As career or financial news, a queering doesn’t change this card much but it does give it some nuance. In a world where in many states you can get fired for coming out as transgender or having a same sex partner, career advancement is a welcome breath. Given the aforementioned disproportionate levels of poverty, finding out you’re moving out of that is amazing news. It’s also healing in a way that I don’t think it would be for someone who wasn’t working at the intersections of poverty and another marginalized identity. This means that with a queer Ace of Pentacles we see an aspect of the card that we haven’t before: healing from past trauma and moving forward confidently, even if the manifestation of that is material and worldly.
This card is pretty straightforward, even when deconstructing it or queering it, but we can use it to dig a little deeper. The Ace of Pentacles is for sure promising that whatever you’re looking for for your chosen queer family is right around the corner, or it’s perhaps assuring you that what you need is right in front of your face. My queerplatonic partner struggled for years to find their footing in their family, until they accepted the love that me, their grandma, and so many of our dear friends offered so freely and unconditionally. This card is very much about accepting the earthly blessings you already have, and for many people, family that has previously not understood our identity or life comes around with this Ace.
In this day and age though, what so many of our queer families need is actual resources. Queer people, especially those of color, live in poverty at an incredibly disproportionately high rate. What we need is food security, friends with extra rooms, and knowing we’ll have a way to get to the work or odd jobs we do find.

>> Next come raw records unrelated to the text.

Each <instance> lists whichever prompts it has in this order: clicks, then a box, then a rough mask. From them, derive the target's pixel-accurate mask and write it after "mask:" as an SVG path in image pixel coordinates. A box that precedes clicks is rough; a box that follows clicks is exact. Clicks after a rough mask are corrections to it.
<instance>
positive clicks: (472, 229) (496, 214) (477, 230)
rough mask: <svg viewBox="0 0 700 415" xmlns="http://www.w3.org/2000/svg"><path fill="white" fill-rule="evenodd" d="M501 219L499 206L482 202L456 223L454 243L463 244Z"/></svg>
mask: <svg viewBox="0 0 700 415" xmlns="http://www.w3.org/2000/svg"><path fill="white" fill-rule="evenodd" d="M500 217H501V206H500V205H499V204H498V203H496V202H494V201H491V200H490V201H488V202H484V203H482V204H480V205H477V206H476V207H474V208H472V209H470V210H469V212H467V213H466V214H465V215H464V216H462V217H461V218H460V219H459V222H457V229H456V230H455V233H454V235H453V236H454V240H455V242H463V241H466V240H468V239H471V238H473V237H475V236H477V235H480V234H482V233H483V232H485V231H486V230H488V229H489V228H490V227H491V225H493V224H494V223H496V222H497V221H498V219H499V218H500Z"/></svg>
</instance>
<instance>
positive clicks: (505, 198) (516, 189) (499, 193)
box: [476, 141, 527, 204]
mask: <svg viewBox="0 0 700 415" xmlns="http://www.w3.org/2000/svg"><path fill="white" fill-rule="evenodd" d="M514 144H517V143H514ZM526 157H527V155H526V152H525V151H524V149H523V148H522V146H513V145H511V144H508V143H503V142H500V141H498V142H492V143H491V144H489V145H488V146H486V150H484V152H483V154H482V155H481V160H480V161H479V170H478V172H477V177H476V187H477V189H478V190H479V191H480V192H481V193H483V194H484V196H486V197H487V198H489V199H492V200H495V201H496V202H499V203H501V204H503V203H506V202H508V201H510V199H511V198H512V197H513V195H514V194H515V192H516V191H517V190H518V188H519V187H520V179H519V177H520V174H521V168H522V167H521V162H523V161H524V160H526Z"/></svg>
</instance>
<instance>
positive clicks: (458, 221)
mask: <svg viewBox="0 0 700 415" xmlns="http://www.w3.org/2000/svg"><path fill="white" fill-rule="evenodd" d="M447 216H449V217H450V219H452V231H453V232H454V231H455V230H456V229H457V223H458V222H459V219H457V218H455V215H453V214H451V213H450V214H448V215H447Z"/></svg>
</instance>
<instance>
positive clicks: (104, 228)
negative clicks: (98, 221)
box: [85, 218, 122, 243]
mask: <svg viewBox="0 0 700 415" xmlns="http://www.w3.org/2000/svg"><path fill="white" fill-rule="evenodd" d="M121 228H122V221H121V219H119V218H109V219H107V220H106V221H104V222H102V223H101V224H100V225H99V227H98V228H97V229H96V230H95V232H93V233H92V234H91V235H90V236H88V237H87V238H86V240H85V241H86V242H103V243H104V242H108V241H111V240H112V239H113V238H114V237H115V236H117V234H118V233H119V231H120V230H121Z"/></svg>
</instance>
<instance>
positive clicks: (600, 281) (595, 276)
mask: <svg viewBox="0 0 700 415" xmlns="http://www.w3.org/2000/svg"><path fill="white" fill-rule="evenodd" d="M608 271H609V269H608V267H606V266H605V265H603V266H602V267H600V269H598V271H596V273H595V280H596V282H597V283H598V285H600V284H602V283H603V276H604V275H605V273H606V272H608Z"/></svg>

This card could show up to tell you that those resources already exist in your area if you open yourself up to them. It could also mean that you are in a place to start providing those resources for other people. If you’re making a decent amount of money and have been wondering how to give back, think about what your local queer community needs and find a way to do that. If you cook well, find somewhere that will host community meals a few times a week. Find someone who knows who’s homeless in your community and knows how to distribute armfuls of blankets and gloves to those who need them in the cold.
You don’t have to do everything, but this card often shows you’re in a place to do something, and that is powerful knowledge that you can put into action quickly.